Announcing Amazon EC2 G7e instances accelerated by NVIDIA RTX PRO 6000 Blackwell Server Edition GPUs | AWS News Blog (opens in new tab)
Amazon has announced the general availability of EC2 G7e instances, a new hardware tier powered by NVIDIA RTX PRO 6000 Blackwell Server Edition GPUs designed for generative AI and high-end graphics. These instances deliver up to 2.3 times the inference performance of their G6e predecessors while providing significant upgrades to memory and bandwidth.

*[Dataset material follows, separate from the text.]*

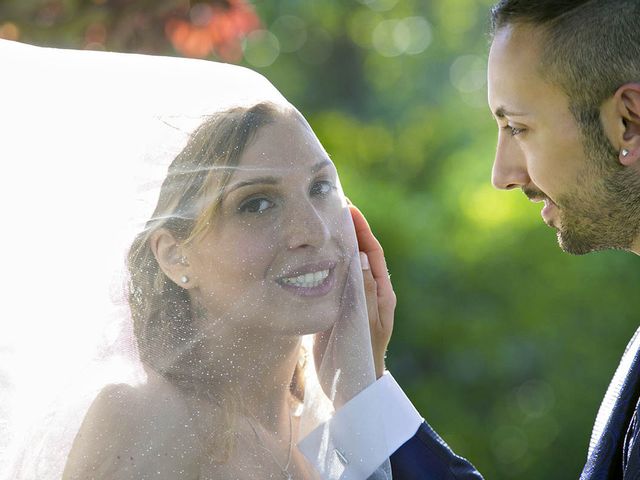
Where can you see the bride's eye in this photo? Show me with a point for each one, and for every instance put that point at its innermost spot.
(322, 188)
(255, 205)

This launch aims to provide a cost-effective solution for running medium-sized AI models and complex spatial computing workloads at scale.
Blackwell GPU and Memory Advancements
- The G7e instances feature NVIDIA RTX PRO 6000 Blackwell GPUs, which provide twice the memory and 1.85 times the memory bandwidth of the G6e generation.

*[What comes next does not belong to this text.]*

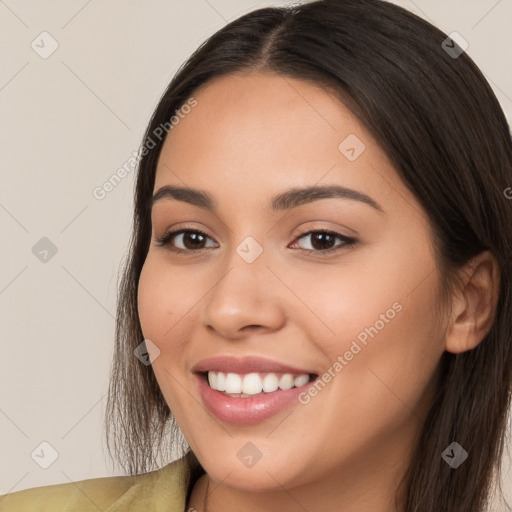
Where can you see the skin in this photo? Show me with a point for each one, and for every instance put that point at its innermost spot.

- Each GPU provides 96 GB of memory, allowing users to run medium-sized models—such as those with up to 70 billion parameters—on a single GPU using FP8 precision.

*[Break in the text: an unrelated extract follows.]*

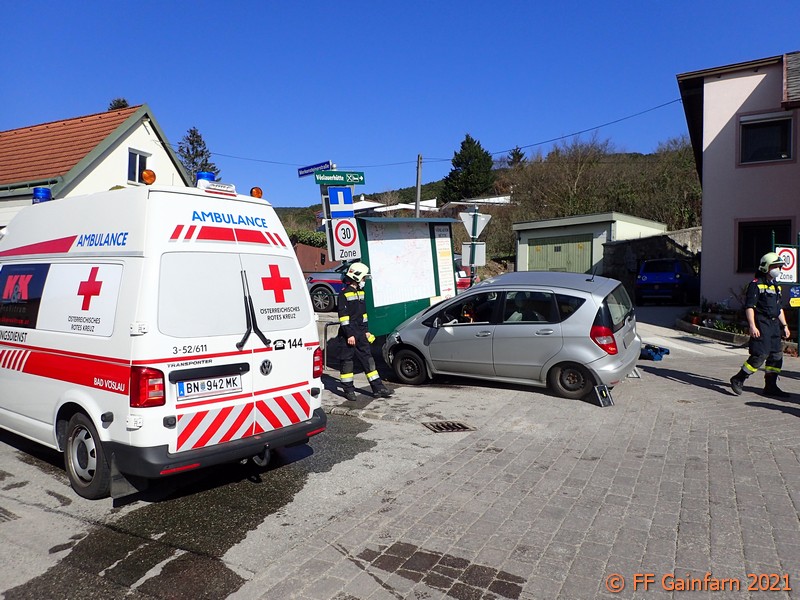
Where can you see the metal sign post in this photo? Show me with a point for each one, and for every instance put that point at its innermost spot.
(474, 222)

- The architecture is optimized for both spatial computing and scientific workloads, offering the highest graphics performance currently available in the EC2 portfolio.
High-Speed Connectivity and Multi-GPU Scaling
- To support large-scale models, G7e instances utilize NVIDIA GPUDirect P2P, enabling direct communication between GPUs over PCIe interconnects with minimal latency.
- These instances offer four times the inter-GPU bandwidth compared to the L40s GPUs found in G6e instances, facilitating more efficient data transfer in multi-GPU configurations.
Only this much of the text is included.